Thank you everyone. Great advice. 

I definitely watch Meesha when she goes up. My husband is usually in front of her, and I'm usually in back just in case something happens. We don't play on the stairs, the only time she will go up is if I go up, and really that's maybe 3 times a day. I'm really glad she's learning and I don't want to keep carrying her if she knows how.


----------



## Kayla's Dad (Jul 2, 2007)

You need to be aware of stress related activities and manage them to avoid undue or repetitive stress on their joints as MRL pointed out. 

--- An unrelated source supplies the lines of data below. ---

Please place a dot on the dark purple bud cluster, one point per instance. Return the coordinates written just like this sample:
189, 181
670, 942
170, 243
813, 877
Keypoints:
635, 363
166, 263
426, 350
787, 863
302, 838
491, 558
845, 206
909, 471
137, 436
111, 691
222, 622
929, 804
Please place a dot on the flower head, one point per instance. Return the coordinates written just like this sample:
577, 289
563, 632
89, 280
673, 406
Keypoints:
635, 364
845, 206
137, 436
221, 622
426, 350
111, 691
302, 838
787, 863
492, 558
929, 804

Lancer was climbing stairs two days after I brought him home. So in his eight week. One of those pictures I posted this weekend here: http://www.germanshepherds.com/forum/ubbthreads.php?ubb=showflat&Number=991467#Post991467. Look at the second and third pics in this series.

Didn't really have a choice as we live in a split level with the backyard three stories down but if you see the picture, he's not really hesitant about it. So no probelm with him going up from the start. However, he was carried down the stairs for several weeks until he got a little larger and could go down without hopping from stair to stair. At that point, I put a leash on him to control his descent-he wanted to chase big sister down. And when the leash came off, I put up barriers at the bottoms to discourage any launching off the bottom stairs.


----------